I might also choose the body of a young girl because there are certain kinds of men who can be pretty much counted on to isolate themselves willingly and completely with a girl who looks impossibly young, dumb and utterly defenseless. As offensive as this suggestion might be, I maintain that an Eli or Abby or Elysse who consumes such men exclusively could be seen as a public service - a vampiric antivampire.
And, of course, hair would have to go, because of aerodynamic drag and because of (literally!) dead weight.
I suppose the body of a young boy would work as well, except, well... again with the mass that contributes nothing to the vampire's survival, and in this context, the image of scissors just makes me cringe.
So why would a "young" vampire choose to maintain waist-length black hair? Camouflage. With such hair, wearing nothing else, it'd be easy to hide in plain sight (in the night) just waiting motionlessly while prey moves into easy striking range. The boon of making an attack easier might well outweigh the bane of having to deal with the hair on those relatively rare emergencies when sudden flight becomes immediately imperative. Besides, if she has to be where people are, it'd be worthwhile to appear more or less "normal" because solitary vampires, I'd think, would be averse to drawing undue attention to themselves.
There wasn't a lot of "choosing" with these kinds of parameters in mind when Elysse was taken to the Dukesbane dungeon and somehow transmogrified. Somebody thought she was pretty and knew that the duke had a thing for dark-haired girls, and he liked them young, and that was pretty much the end of that. It'd just have made
this line of discussion a bit harder to work with if Elysse had turned out to have hair the colour of driven snow, or the colour of a raging campfire.
The thing about Eliforms (Eli and Abby) that sets them apart from creatures more in line with Lugosi's archetype is that the infection's host apparently survives more or less intact. Lugosi's Dracula doesn't suffer loneliness, guilt or angst, but Eli definitely looked worried (if not outright
scared) when she opened the door to let Oskar into her living room.
As with the Russian child model I posted a few days ago, for me, the girl in this image is all about the eyes.

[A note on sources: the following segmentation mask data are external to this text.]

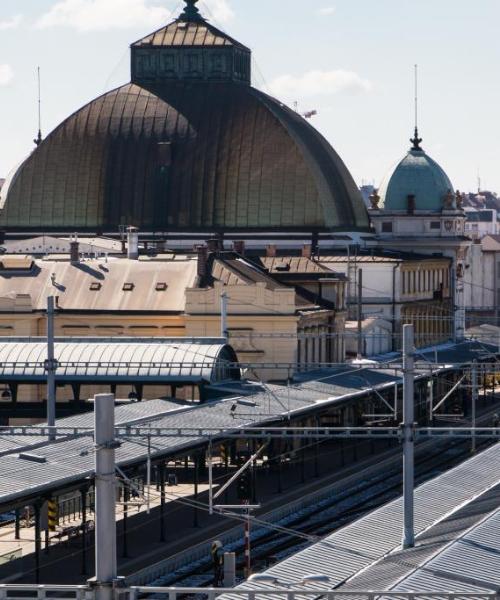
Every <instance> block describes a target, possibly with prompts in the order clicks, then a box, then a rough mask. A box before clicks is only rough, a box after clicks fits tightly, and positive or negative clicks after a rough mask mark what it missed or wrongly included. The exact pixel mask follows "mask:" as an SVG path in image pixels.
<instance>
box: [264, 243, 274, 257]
mask: <svg viewBox="0 0 500 600" xmlns="http://www.w3.org/2000/svg"><path fill="white" fill-rule="evenodd" d="M266 256H268V257H272V258H274V257H275V256H276V244H268V245H267V246H266Z"/></svg>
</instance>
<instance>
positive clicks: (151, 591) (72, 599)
mask: <svg viewBox="0 0 500 600" xmlns="http://www.w3.org/2000/svg"><path fill="white" fill-rule="evenodd" d="M117 583H118V586H117V587H115V588H114V594H113V598H114V600H139V599H140V598H143V599H146V598H148V597H149V596H153V597H154V598H155V599H158V598H159V597H162V596H164V597H165V600H177V599H179V600H184V599H185V598H186V597H193V596H194V597H196V598H197V599H198V600H201V599H202V598H203V599H206V600H216V599H217V598H220V597H221V596H231V597H232V598H231V600H259V599H260V598H263V597H265V596H272V597H273V598H274V599H275V600H280V599H281V598H283V600H295V599H297V600H299V599H300V600H304V598H306V599H307V598H311V600H313V599H316V598H322V599H324V600H351V599H353V598H356V599H357V600H381V599H384V600H499V599H500V595H499V594H498V593H496V592H483V593H480V592H462V591H460V592H453V591H450V590H447V591H419V590H415V591H411V592H399V591H387V592H386V591H379V590H349V591H347V590H346V591H342V590H333V591H329V590H322V589H320V588H318V587H317V588H316V589H311V588H305V587H303V586H300V588H299V587H284V586H283V585H282V586H281V587H278V586H273V587H266V586H264V585H262V586H261V587H260V588H259V589H242V588H196V587H193V588H187V587H186V588H174V587H146V586H132V587H128V588H126V587H123V588H122V587H119V582H117ZM96 596H97V594H96V589H95V588H93V587H90V586H86V585H15V584H0V600H54V599H55V598H57V600H99V599H98V598H96ZM221 600H222V599H221Z"/></svg>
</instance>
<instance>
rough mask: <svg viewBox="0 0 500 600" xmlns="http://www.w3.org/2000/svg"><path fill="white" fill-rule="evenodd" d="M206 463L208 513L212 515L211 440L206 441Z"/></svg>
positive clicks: (213, 501) (213, 502) (212, 509)
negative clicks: (207, 476) (207, 442)
mask: <svg viewBox="0 0 500 600" xmlns="http://www.w3.org/2000/svg"><path fill="white" fill-rule="evenodd" d="M207 462H208V513H209V514H210V515H213V514H214V500H213V497H214V496H213V494H214V490H213V465H212V440H211V439H210V440H209V441H208V450H207Z"/></svg>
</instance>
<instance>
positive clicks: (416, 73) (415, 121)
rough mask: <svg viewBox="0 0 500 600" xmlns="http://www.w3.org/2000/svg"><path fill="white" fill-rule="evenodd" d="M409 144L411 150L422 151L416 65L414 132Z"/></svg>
mask: <svg viewBox="0 0 500 600" xmlns="http://www.w3.org/2000/svg"><path fill="white" fill-rule="evenodd" d="M410 142H411V143H412V144H413V146H412V150H422V148H421V147H420V143H421V142H422V138H419V137H418V65H415V131H414V134H413V138H412V139H410Z"/></svg>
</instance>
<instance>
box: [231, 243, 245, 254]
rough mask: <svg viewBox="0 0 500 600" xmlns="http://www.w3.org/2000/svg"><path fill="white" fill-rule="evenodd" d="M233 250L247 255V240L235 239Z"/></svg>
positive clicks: (237, 253) (236, 251)
mask: <svg viewBox="0 0 500 600" xmlns="http://www.w3.org/2000/svg"><path fill="white" fill-rule="evenodd" d="M233 250H234V251H235V252H236V254H240V255H241V256H245V241H244V240H235V241H234V242H233Z"/></svg>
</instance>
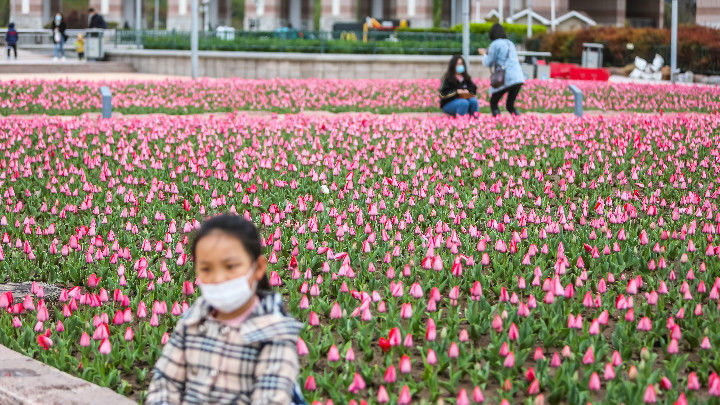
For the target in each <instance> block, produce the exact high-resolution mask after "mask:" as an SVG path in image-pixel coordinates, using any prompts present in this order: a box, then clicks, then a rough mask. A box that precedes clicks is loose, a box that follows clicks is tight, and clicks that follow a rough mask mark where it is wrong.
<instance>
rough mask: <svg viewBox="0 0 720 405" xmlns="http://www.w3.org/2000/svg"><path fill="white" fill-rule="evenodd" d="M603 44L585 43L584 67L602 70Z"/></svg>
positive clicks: (583, 56)
mask: <svg viewBox="0 0 720 405" xmlns="http://www.w3.org/2000/svg"><path fill="white" fill-rule="evenodd" d="M603 48H604V46H603V44H596V43H592V42H585V43H583V55H582V67H587V68H601V67H602V51H603Z"/></svg>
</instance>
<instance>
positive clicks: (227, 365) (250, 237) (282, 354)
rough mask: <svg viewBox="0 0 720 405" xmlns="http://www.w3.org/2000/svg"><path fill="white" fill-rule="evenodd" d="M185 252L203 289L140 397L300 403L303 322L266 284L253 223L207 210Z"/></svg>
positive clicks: (233, 402)
mask: <svg viewBox="0 0 720 405" xmlns="http://www.w3.org/2000/svg"><path fill="white" fill-rule="evenodd" d="M191 252H192V257H193V260H194V262H195V274H196V276H197V280H198V285H199V287H200V292H201V293H202V294H201V296H200V297H199V298H198V299H197V300H196V301H195V303H194V304H193V305H192V306H191V307H190V308H189V309H188V310H187V311H186V312H185V314H184V315H183V316H182V318H181V319H180V320H179V321H178V323H177V325H175V329H174V331H173V334H172V337H171V338H170V340H169V341H168V342H167V344H166V345H165V347H164V348H163V352H162V356H161V357H160V359H159V360H158V361H157V363H156V364H155V369H154V371H153V377H152V381H151V382H150V387H149V388H148V395H147V399H146V404H147V405H160V404H162V405H166V404H221V403H222V404H230V403H232V404H264V405H269V404H278V405H279V404H290V403H293V404H304V403H305V400H304V399H303V398H302V392H301V391H300V386H299V385H298V383H297V381H296V380H297V378H298V373H299V368H300V364H299V361H298V352H297V342H298V338H299V333H300V330H301V329H302V324H301V323H300V322H298V321H296V320H295V319H294V318H292V317H291V316H289V315H288V314H287V312H286V311H285V309H284V304H283V299H282V296H281V295H280V294H278V293H275V292H273V291H272V290H271V287H270V283H269V282H268V278H267V274H266V272H267V267H268V265H267V260H266V259H265V256H264V255H263V254H262V247H261V244H260V235H259V234H258V231H257V229H256V228H255V225H253V224H252V222H250V221H248V220H246V219H244V218H242V217H240V216H237V215H220V216H217V217H214V218H211V219H209V220H207V221H206V222H205V223H204V224H203V225H202V226H201V227H200V229H199V230H198V232H197V234H196V235H195V239H194V241H193V244H192V248H191ZM190 286H192V284H190Z"/></svg>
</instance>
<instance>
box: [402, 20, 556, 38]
mask: <svg viewBox="0 0 720 405" xmlns="http://www.w3.org/2000/svg"><path fill="white" fill-rule="evenodd" d="M493 24H494V23H492V22H485V23H470V33H472V34H487V33H488V32H490V27H492V26H493ZM503 28H505V32H506V33H507V34H508V36H515V37H517V38H521V37H524V36H525V35H527V25H525V24H508V23H504V24H503ZM532 30H533V35H542V34H545V33H546V32H547V27H545V26H544V25H535V24H533V28H532ZM398 31H399V32H433V33H460V32H462V24H458V25H455V26H454V27H452V28H441V27H432V28H400V29H398Z"/></svg>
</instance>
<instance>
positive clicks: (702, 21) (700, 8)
mask: <svg viewBox="0 0 720 405" xmlns="http://www.w3.org/2000/svg"><path fill="white" fill-rule="evenodd" d="M16 1H17V0H16ZM696 7H697V10H696V12H695V22H696V23H697V24H700V25H705V26H708V27H713V28H720V0H697V3H696Z"/></svg>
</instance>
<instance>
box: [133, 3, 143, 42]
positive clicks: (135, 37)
mask: <svg viewBox="0 0 720 405" xmlns="http://www.w3.org/2000/svg"><path fill="white" fill-rule="evenodd" d="M141 19H142V0H135V43H136V44H137V46H138V48H139V47H140V45H141V44H142V38H141V37H140V35H141V32H140V31H141V30H142V20H141Z"/></svg>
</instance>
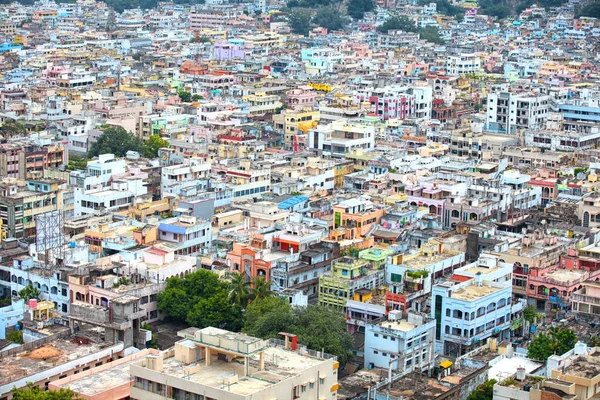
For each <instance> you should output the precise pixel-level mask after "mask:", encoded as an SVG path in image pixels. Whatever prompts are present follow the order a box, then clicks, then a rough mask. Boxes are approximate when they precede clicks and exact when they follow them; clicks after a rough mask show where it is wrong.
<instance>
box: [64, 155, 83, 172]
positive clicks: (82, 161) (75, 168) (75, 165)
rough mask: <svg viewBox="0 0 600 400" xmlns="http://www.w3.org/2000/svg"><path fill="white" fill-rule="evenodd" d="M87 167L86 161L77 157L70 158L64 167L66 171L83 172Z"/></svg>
mask: <svg viewBox="0 0 600 400" xmlns="http://www.w3.org/2000/svg"><path fill="white" fill-rule="evenodd" d="M86 167H87V160H85V159H83V158H79V157H77V156H70V157H69V162H68V164H67V165H66V168H67V170H68V171H78V170H84V169H85V168H86Z"/></svg>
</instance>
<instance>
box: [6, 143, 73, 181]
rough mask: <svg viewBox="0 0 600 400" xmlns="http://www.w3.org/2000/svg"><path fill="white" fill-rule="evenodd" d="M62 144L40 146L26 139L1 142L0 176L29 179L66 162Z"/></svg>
mask: <svg viewBox="0 0 600 400" xmlns="http://www.w3.org/2000/svg"><path fill="white" fill-rule="evenodd" d="M65 158H66V152H65V149H64V147H63V145H62V144H52V145H46V146H38V145H36V144H35V143H33V142H27V141H25V140H23V141H18V142H14V141H13V142H9V143H3V144H0V176H3V177H10V178H19V179H27V178H31V177H33V174H34V173H38V174H41V173H42V172H43V171H44V170H45V169H58V168H60V167H61V166H62V165H64V164H65Z"/></svg>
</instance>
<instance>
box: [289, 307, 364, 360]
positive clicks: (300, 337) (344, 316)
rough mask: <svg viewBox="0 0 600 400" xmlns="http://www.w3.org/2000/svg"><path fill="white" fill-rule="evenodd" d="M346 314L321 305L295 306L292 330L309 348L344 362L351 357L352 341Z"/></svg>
mask: <svg viewBox="0 0 600 400" xmlns="http://www.w3.org/2000/svg"><path fill="white" fill-rule="evenodd" d="M347 329H348V325H347V321H346V316H345V315H344V313H343V312H340V311H335V310H332V309H329V308H326V307H322V306H308V307H297V308H295V309H294V326H293V328H292V332H291V333H294V334H296V335H298V342H300V343H302V344H304V345H306V347H308V348H309V349H313V350H321V349H323V350H324V351H325V352H326V353H330V354H334V355H336V356H337V357H338V361H339V362H341V363H342V364H345V363H346V362H348V361H349V360H350V359H352V351H351V349H352V347H353V345H354V341H353V339H352V335H350V334H349V333H348V330H347Z"/></svg>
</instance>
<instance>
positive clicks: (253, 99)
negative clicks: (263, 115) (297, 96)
mask: <svg viewBox="0 0 600 400" xmlns="http://www.w3.org/2000/svg"><path fill="white" fill-rule="evenodd" d="M242 99H243V100H244V101H247V102H248V104H249V107H248V111H250V112H251V113H252V115H265V114H275V111H276V110H277V109H279V108H282V107H283V103H282V102H281V97H280V96H279V95H276V94H267V93H266V92H256V93H254V94H249V95H247V96H243V97H242Z"/></svg>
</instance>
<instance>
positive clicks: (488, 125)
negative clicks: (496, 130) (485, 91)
mask: <svg viewBox="0 0 600 400" xmlns="http://www.w3.org/2000/svg"><path fill="white" fill-rule="evenodd" d="M549 104H550V96H548V95H541V94H538V93H515V92H508V91H501V92H497V93H490V94H489V95H488V98H487V125H488V127H489V128H490V129H492V130H497V131H499V132H504V133H509V134H514V133H516V131H517V130H521V129H526V130H540V129H543V128H544V127H545V126H546V119H547V118H548V112H549V107H550V106H549Z"/></svg>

There's knowledge in those eyes, and pain, and the concept behind this image is an artistic felony.
This girl doesn't belong to the night. She belongs in school singing with the choir or playing a flute with the woodwind ensemble or kicking soccer balls past goalies. She belongs at home with her loving parents and annoying siblings, getting caught with her hands in the cookie jar. She belongs in her well-lit bedroom plopped stomach down on the pink comforter on her bed scribbling all kinds of air-headed preteen nonsense into a diary. She belongs with her friends at the amusement park loading up on Cokes and elephant ears and cotton candy under blue skies and the late afternoon sun.
Elysse standing half naked before the pickup truck projects an image that is a lie. She's very far from defenseless, and hooking up is the last thing on her mind. Within that lie, for an Eliform vampire, is the truth that the lie itself is a lie; hooking up is still the very last thing on her mind, but she's still a
human girl, a
little girl, and needs love, attention, friendship, lots and lots of friends and to
not be careful all the time to put her life at undue risk.
Instead, when she's alone (as she is most of the time), I've an idea she'd consider herself very lucky to find a nice, comfortably dark little untended mausoleum to snooze the day away in.